In the fourth quarter, WestJet earned C$40.8 million ($32.6 million), or 32 Canadian cents a share, down from a year-earlier C$75.4 million, or 57 Canadian cents a share.
The company had been expected to earn 33 Canadian cents a share, according to a Reuters Estimates survey of analysts.
Revenue rose 11.6 percent to C$615.8 million.
WestJet’s cost per available seat mile rose 4.3 percent in the fourth quarter, due in large part to an unexpected increase in fuel costs even though crude prices tumbled below $40 a barrel from more than $147 in the summer.
Durfy said the outage of one of three main refineries in Alberta was a big factor in the higher fuel bill, as WestJet had to bring supplies in from other regions, adding about C$7 million to costs.
Costs of de-icing and accommodating passengers during severe winter storms also added to expenses, the company said.
Its shares were off 87 Canadian cents, or 6 percent, at C$12.88 on the Toronto Stock Exchange on Wednesday afternoon, representing a drop of 25 percent in the past year.
Versant Partners analyst Cameron Doerksen said the higher fuel cost was a big surprise.
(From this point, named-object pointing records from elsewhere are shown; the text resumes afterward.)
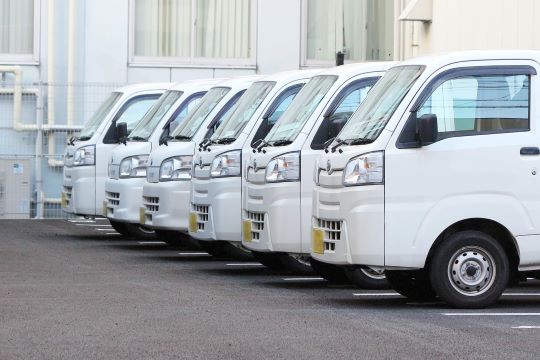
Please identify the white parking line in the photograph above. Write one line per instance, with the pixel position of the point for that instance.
(304, 279)
(490, 314)
(245, 264)
(195, 254)
(376, 294)
(526, 327)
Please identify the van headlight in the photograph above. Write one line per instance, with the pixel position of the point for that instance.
(226, 164)
(365, 169)
(133, 166)
(176, 168)
(284, 167)
(85, 155)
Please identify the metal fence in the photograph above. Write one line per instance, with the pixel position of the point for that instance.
(36, 120)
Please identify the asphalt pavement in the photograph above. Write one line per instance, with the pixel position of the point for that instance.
(78, 290)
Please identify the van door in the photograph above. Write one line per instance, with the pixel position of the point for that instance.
(334, 118)
(480, 166)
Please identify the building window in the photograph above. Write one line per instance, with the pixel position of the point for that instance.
(193, 32)
(18, 28)
(362, 29)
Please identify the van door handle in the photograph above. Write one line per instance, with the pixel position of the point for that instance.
(529, 151)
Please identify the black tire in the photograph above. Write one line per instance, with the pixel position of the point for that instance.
(366, 278)
(271, 260)
(177, 238)
(413, 284)
(214, 248)
(333, 273)
(469, 270)
(140, 232)
(119, 227)
(237, 252)
(297, 264)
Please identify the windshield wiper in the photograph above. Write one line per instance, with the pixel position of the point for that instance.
(327, 143)
(281, 142)
(182, 137)
(224, 140)
(357, 141)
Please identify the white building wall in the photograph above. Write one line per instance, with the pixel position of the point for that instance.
(467, 25)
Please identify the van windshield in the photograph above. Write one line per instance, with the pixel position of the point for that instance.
(295, 117)
(369, 120)
(93, 124)
(151, 120)
(194, 120)
(248, 104)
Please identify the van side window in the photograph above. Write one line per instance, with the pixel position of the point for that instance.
(480, 105)
(337, 115)
(130, 113)
(180, 115)
(274, 112)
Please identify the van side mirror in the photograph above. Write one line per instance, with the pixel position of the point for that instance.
(427, 129)
(121, 132)
(336, 123)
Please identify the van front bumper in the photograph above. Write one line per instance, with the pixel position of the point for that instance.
(216, 209)
(123, 198)
(79, 191)
(348, 225)
(165, 205)
(271, 217)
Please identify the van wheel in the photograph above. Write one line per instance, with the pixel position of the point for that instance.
(236, 251)
(271, 260)
(470, 270)
(333, 273)
(119, 227)
(367, 278)
(413, 284)
(214, 248)
(177, 238)
(297, 264)
(139, 231)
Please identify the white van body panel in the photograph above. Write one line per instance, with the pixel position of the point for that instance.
(170, 200)
(286, 207)
(83, 186)
(428, 189)
(221, 198)
(124, 195)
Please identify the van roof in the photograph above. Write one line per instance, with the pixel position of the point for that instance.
(443, 59)
(133, 88)
(195, 85)
(290, 75)
(358, 68)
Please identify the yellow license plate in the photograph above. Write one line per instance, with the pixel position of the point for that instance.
(317, 241)
(142, 215)
(246, 230)
(193, 227)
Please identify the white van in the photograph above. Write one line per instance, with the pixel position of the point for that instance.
(277, 192)
(128, 162)
(165, 194)
(216, 187)
(86, 156)
(433, 178)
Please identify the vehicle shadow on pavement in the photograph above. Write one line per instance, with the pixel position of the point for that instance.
(247, 271)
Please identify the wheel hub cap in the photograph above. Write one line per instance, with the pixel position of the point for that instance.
(471, 271)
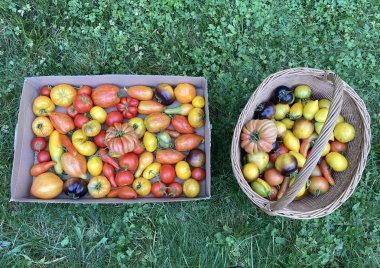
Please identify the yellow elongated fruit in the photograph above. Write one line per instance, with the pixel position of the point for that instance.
(56, 151)
(152, 171)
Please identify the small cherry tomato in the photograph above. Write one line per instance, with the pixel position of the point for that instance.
(158, 189)
(198, 174)
(43, 156)
(167, 174)
(38, 144)
(174, 190)
(114, 117)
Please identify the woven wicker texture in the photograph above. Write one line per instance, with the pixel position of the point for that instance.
(345, 101)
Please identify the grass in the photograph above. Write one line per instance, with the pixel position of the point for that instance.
(235, 45)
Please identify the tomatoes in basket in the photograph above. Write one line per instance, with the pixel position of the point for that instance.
(167, 174)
With fuel and employee profit share stripped out, unit costs were up only 2.3 percent.
“If you did the average spot price of jet fuel through the fourth quarter, it was certainly a lot lower than they actually paid,” Doerksen said. “It was difficult to model because oil dropped so quickly through the quarter and that was where the challenge was in trying to figure out where the earnings were going to come in.”
The airline expects revenue per available seat mile, a key profitability ratio, to fall in the current quarter.
It said it sees downward pressure on yields, or the money it makes on each seat it sells, based on current booking and revenue trends. Last year, the first quarter was bolstered by the fact that the high-demand Easter period fell within it.
Despite economic turmoil, WestJet has been filling more seats on its planes even as it boosts capacity. However, a two-month strike at Boeing Co (BA.N) last year delayed deliveries of new 737 aircraft WestJet had been expecting.
Because of the delays, it expects capacity to expand by 6 percent to 7 percent in first quarter and 5 percent for the year. Capacity ballooned by nearly 18 percent last year.
WestJet has also been expanding its reach, saying earlier this month it has agreed to study a code-sharing alliance with Air France-KLM (AIRF.PA), following a similar agreement with Southwest Airlines Co (LUV.N) that takes effect this year.